An arm material for an upper arm (also called an upper control arm) and a lower arm, which are structural components of a double wishbone suspension and a multi-link suspension (collectively referred to in this description as a “double wishbone suspension”), has heretofore been manufactured by welding of parts formed by press working of a steel sheet, by punching of a thick plate, by forging of an aluminum alloy, and similar methods.
In recent years, decreasing the weight of automobiles has been promoted as a countermeasure against global warming. A double wishbone suspension tends to become larger in structure than a MacPherson strut suspension, so its weight tends to increase. For this reason, there is a strong demand for further decreases in weight, decreases in size, increases in strength, and decreases in the cost of structural parts such as upper arms and lower arms of double wishbone suspensions.
Patent Document 1 discloses an invention pertaining to a wishbone suspension having an upper arm which is formed into the shape of an A by bending of a single metal sheet and which has an upper portion, an inner flange, and an outer flange. A ball joint support portion is provided at the outer end in the widthwise direction of the vehicle body on the upper portion of the arm. A bush support portion is provided on the inner end in the widthwise direction of the vehicle body on the inner flange. The inner flange and the outer flange are formed so that on the outer side in the widthwise direction of the vehicle body, the length in the vertical direction of the outer flange is longer than the length in the vertical direction of the inner flange. In addition, the inner flange and the outer flange are formed so that on the inner side in the widthwise direction of the vehicle body, the length in the vertical direction of the inner flange is longer than the length in the vertical direction of the outer flange. That invention can reduce the weight and increase the stiffness of an upper arm.

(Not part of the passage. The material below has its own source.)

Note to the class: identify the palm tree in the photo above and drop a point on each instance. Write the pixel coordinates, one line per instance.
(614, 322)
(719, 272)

That upper arm is manufactured by bending a base material comprising a single metal sheet into the shape of an A. Therefore, manufacturing costs are necessarily high, and there is unavoidably a bending limit. This makes it difficult to form a shape which is ideal from the standpoint of performance, and yield is poor.
In addition, there are demands for further increases in the strength of this type of upper arms.

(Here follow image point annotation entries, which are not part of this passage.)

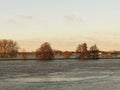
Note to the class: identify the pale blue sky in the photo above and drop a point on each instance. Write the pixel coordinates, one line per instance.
(63, 23)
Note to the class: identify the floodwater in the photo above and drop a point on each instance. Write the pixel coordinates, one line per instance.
(60, 75)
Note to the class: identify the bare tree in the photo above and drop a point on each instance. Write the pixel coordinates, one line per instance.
(82, 51)
(45, 52)
(93, 52)
(24, 54)
(8, 48)
(66, 54)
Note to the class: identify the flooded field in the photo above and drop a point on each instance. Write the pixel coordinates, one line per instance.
(60, 75)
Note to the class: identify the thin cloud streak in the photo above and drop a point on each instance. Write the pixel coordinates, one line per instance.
(25, 17)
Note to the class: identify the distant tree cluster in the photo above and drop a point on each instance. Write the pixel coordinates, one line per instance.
(84, 54)
(8, 48)
(45, 52)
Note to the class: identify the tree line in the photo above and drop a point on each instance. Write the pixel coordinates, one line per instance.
(10, 48)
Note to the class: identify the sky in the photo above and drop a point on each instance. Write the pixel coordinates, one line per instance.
(63, 23)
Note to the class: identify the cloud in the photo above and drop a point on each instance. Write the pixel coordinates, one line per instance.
(25, 17)
(13, 21)
(72, 18)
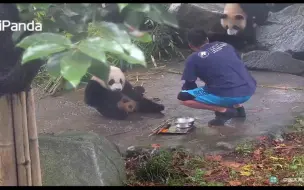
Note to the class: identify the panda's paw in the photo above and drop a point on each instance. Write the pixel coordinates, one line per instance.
(139, 89)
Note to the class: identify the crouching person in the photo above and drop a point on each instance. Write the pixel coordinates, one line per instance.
(228, 84)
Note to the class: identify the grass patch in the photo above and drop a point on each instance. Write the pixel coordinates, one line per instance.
(266, 162)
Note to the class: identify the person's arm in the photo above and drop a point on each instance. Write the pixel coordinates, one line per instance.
(189, 74)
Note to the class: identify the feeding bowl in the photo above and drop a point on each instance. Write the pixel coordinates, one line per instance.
(184, 122)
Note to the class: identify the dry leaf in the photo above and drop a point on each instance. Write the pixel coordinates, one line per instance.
(276, 158)
(215, 158)
(246, 170)
(262, 138)
(231, 164)
(234, 183)
(244, 173)
(155, 145)
(208, 173)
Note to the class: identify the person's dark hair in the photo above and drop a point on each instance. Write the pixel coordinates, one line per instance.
(196, 37)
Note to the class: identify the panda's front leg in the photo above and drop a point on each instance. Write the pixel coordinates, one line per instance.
(113, 112)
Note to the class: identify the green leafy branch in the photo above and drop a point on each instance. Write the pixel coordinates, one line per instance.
(74, 57)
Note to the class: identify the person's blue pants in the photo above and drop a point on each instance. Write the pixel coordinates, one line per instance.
(200, 95)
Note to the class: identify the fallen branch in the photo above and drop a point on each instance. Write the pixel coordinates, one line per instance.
(281, 87)
(161, 127)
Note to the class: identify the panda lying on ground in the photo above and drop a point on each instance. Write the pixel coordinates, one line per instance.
(116, 97)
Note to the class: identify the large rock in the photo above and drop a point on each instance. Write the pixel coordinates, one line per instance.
(286, 32)
(77, 159)
(205, 15)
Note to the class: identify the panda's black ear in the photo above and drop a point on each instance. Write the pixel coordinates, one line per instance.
(123, 65)
(223, 16)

Patent Document 2 discloses an arm for a suspension having a double tube structure in locations requiring strength. According to that invention, a suspension arm is manufactured by fitting a reinforcing pipe member at locations requiring strength, and carrying out drawing, hydroforming, and press forming to obtain a final form. That manufacturing method requires complicated working steps, so the yield of a product is poor and it is difficult to reduce costs. In addition, it has the problem that strength is markedly decreased in locations which are not reinforced.

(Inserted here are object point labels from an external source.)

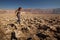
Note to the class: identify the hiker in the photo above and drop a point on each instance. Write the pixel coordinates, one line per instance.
(18, 12)
(13, 36)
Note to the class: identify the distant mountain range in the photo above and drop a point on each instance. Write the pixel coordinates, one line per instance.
(48, 11)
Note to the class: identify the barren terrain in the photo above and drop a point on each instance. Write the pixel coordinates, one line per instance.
(32, 27)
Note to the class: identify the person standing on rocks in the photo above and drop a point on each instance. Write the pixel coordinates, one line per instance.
(18, 13)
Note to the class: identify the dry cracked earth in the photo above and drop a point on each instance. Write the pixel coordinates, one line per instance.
(32, 27)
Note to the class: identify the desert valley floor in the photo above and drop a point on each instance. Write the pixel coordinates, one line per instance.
(32, 27)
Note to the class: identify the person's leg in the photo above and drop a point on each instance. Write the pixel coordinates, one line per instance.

In Patent Document 3, the present applicant disclosed an invention relating to a bending apparatus. FIG. 3 is an explanatory view schematically showing that bending apparatus 0. In that invention, as shown in FIG. 3, a product formed by bending (a bent product) is manufactured using a bending method in which a metal pipe or a metal rod (collectively referred to below as a metal pipe) 1 which is supported by a support means 2 so as to be able to move in its axial direction undergoes bending on the downstream side of the support means 2 while being fed from the upstream side to the downstream side by a feed device 3.
Namely, a high frequency heating coil 5 rapidly locally heats the metal pipe 1 on the downstream side of the support means 2 to a temperature at which quenching is possible. On the downstream side of the high frequency heating coil 5, a water cooling device 6 rapidly cools the heated metal pipe 1. A movable roller die 4 has at least one pair of rolls 4a which can support the metal pipe 1 as it is being fed. The movable roller die 4 imparts a bending moment to the portion of the metal pipe 1 which was heated to a high temperature by moving two-dimensionally or three-dimensionally on the downstream side of the cooling device 6, thereby performing bending of the metal pipe 1. According to that invention, a bent product can be manufactured with a high operating efficiency while achieving a desired working accuracy.